Adding to Heu’s distress, the Oklahoma medical examiner’s office did not do a full autopsy on Thao before ruling his death a suicide.

The Office of the Chief Medical Examiner told The Frontier it’s up to each individual physician’s discretion on whether to perform a full autopsy.

Another Grady County jail detainee died by hanging in August, and — unlike Thao — the medical examiner’s office did a full autopsy on the man before ruling the death a suicide.

Jim Gerlach, administrator for the Grady County jail, did not respond to interview requests.

In court documents, the Grady County Criminal Justice Authority argued that the video falls outside the Oklahoma Open Records Act, because the law does not specifically mention jail surveillance video.

“The only law enforcement agency videos considered open records involve video recordings from body cameras and vehicle dashboard cameras,” the jail trust argued in a legal brief.

In it a letter to the Thao family’s attorney, denying their request for the video, the jail trust said it is withholding any video that shows other jail detainees to protect their privacy.

Grady County officials also initially refused to provide a copy of the jail register that contained the names of the other detainees in the jail the day Thao died on privacy grounds.

Jail register information is a public record and is specifically mentioned as such in the state open records law.

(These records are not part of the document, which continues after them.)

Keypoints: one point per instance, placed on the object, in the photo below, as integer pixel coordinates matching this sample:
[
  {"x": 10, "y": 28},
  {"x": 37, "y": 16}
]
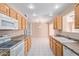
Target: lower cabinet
[
  {"x": 57, "y": 47},
  {"x": 68, "y": 52},
  {"x": 27, "y": 45},
  {"x": 59, "y": 50}
]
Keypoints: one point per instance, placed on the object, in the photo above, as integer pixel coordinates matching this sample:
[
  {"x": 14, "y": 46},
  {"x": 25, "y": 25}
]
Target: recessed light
[
  {"x": 50, "y": 14},
  {"x": 31, "y": 6},
  {"x": 34, "y": 14},
  {"x": 56, "y": 7}
]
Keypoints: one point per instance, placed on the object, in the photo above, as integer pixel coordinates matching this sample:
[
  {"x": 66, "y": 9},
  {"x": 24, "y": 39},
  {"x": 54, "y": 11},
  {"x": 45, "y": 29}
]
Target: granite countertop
[{"x": 69, "y": 43}]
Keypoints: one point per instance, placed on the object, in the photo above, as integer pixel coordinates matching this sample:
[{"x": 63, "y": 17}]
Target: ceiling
[{"x": 41, "y": 10}]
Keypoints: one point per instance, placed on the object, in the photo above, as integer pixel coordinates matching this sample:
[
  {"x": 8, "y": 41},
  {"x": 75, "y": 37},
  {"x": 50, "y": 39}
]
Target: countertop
[
  {"x": 21, "y": 37},
  {"x": 69, "y": 43}
]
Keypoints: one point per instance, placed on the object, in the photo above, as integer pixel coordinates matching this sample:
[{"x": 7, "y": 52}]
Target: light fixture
[
  {"x": 34, "y": 14},
  {"x": 31, "y": 6},
  {"x": 56, "y": 6},
  {"x": 50, "y": 14}
]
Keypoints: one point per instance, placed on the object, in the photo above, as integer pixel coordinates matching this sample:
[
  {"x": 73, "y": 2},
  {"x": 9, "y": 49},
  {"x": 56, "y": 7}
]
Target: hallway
[{"x": 40, "y": 47}]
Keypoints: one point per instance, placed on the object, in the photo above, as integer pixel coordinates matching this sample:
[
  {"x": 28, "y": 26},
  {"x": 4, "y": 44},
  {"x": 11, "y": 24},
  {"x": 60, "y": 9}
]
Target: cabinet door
[
  {"x": 25, "y": 46},
  {"x": 4, "y": 9},
  {"x": 59, "y": 23},
  {"x": 77, "y": 16},
  {"x": 59, "y": 49},
  {"x": 23, "y": 23},
  {"x": 54, "y": 23},
  {"x": 12, "y": 13},
  {"x": 54, "y": 47},
  {"x": 19, "y": 21}
]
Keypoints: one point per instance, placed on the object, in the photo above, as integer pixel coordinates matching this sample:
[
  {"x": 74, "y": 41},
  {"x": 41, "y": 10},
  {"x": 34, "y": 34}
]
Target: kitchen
[{"x": 53, "y": 31}]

Open government expert Joey Senat, a professor at Oklahoma State University, who reviewed the Grady County denial letter, said it’s concerning that the letter gives only a vague explanation as to why jailers would not release all of the available video or a copy of the jail register.

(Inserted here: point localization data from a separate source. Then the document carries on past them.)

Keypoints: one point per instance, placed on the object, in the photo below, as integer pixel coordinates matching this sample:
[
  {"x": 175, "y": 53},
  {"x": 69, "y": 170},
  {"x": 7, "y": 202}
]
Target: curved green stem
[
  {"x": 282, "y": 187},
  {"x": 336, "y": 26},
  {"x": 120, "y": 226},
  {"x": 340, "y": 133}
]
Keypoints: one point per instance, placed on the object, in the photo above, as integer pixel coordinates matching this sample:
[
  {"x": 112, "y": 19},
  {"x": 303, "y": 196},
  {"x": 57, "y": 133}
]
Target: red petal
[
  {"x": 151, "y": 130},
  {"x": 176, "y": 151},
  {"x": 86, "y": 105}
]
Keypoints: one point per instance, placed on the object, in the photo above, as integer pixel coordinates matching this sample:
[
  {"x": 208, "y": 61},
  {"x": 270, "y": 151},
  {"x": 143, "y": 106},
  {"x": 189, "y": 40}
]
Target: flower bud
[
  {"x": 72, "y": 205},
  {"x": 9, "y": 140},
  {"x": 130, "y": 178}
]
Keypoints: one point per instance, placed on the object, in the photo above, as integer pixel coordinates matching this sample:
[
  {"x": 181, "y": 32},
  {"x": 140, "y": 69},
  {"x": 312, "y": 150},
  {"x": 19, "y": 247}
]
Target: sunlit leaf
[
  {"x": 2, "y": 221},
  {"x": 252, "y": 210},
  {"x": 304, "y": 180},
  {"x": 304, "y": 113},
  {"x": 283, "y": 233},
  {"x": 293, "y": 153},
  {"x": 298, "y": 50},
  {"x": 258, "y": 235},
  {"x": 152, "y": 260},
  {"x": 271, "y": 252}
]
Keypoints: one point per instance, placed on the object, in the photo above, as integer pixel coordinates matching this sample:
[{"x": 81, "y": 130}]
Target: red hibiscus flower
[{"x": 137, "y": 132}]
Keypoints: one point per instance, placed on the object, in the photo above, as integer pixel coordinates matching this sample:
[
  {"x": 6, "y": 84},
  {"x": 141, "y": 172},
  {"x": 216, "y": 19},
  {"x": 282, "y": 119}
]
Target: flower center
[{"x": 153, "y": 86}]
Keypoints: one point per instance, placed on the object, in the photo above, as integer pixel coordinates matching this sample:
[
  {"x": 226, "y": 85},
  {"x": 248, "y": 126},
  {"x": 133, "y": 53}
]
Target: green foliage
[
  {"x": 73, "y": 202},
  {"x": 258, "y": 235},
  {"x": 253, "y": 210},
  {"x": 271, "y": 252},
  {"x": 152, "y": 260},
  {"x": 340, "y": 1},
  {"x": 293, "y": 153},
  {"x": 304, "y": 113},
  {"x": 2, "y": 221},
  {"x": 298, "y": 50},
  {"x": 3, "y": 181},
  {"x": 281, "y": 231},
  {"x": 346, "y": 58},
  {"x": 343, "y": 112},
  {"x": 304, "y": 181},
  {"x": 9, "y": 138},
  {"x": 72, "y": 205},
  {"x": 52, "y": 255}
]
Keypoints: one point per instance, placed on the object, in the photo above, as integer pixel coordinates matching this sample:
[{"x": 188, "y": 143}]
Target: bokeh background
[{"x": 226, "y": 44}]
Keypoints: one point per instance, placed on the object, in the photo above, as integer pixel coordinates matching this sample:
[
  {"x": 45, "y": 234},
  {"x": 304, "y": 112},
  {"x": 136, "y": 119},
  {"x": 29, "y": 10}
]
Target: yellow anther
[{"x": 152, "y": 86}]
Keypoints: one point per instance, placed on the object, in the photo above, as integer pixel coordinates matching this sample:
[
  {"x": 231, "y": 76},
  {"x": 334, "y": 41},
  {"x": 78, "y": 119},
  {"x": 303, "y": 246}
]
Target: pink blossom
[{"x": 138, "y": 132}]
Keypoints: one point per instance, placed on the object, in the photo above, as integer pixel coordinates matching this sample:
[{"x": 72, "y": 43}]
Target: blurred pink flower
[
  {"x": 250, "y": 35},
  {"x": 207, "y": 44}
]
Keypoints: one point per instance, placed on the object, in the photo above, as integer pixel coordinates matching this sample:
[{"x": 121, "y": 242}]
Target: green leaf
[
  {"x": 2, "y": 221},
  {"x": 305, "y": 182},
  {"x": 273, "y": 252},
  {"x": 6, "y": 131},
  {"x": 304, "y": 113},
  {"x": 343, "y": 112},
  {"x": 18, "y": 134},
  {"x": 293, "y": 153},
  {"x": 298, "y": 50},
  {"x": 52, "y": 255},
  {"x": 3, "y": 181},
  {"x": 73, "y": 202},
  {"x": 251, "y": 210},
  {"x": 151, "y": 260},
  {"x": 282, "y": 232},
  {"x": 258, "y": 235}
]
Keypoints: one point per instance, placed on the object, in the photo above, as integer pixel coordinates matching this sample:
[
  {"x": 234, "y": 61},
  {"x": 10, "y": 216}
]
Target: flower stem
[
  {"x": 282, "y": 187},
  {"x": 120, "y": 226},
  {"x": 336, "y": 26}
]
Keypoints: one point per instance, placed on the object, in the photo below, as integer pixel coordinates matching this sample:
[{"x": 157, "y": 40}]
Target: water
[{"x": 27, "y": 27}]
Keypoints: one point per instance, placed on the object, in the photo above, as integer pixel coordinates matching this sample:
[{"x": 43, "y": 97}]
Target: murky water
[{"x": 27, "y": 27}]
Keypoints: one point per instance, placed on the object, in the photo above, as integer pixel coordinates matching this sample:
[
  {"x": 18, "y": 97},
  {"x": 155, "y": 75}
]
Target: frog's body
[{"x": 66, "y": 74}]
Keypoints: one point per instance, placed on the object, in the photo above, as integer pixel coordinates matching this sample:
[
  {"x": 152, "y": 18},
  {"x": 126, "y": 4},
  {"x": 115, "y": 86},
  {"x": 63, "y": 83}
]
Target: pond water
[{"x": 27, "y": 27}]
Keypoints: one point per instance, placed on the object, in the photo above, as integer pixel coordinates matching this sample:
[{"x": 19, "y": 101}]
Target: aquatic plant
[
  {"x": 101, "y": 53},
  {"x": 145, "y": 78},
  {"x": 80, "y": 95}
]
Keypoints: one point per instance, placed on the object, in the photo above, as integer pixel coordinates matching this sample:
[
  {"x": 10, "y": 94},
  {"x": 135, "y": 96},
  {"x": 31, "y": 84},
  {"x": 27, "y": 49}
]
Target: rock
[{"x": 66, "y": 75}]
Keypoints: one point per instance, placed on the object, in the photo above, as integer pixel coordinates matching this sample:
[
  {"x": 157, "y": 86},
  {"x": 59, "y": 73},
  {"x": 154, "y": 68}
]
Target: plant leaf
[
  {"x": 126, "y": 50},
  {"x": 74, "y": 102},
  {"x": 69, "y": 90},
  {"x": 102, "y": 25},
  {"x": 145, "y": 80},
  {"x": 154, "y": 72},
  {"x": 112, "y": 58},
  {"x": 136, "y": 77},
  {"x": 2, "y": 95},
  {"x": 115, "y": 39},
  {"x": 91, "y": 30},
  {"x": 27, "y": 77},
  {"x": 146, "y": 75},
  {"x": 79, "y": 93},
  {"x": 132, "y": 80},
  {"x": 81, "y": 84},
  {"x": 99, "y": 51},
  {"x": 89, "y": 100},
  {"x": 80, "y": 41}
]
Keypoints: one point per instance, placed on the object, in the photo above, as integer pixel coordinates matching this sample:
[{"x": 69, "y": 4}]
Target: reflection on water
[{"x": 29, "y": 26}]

Government agencies are required to cite the specific exemption under state law that allows them to withhold records — privacy alone is not a valid reason, Senat said.

“If they had a specific exemption, they would be saying that from way one,” he said.

Some media outlets have had their requests for jail video from other countries rejected on the grounds of an Open Records Act exemption for law enforcement records in Oklahoma.

The lack of willingness of jailers to hand over video of in-custody deaths is one reason Senat believes the Open Records Act should be amended.

“This issue of the jail videos keeps coming up and the Legislature needs to solve this by clearly saying unequivocally that any video in a jail is considered a public record period,” Senat said.

Heu knows her son had made some mistakes, but they weren’t worth paying for with his life.

“This wasn’t supposed to be a death sentence,” she said. “He was supposed to be home by now.”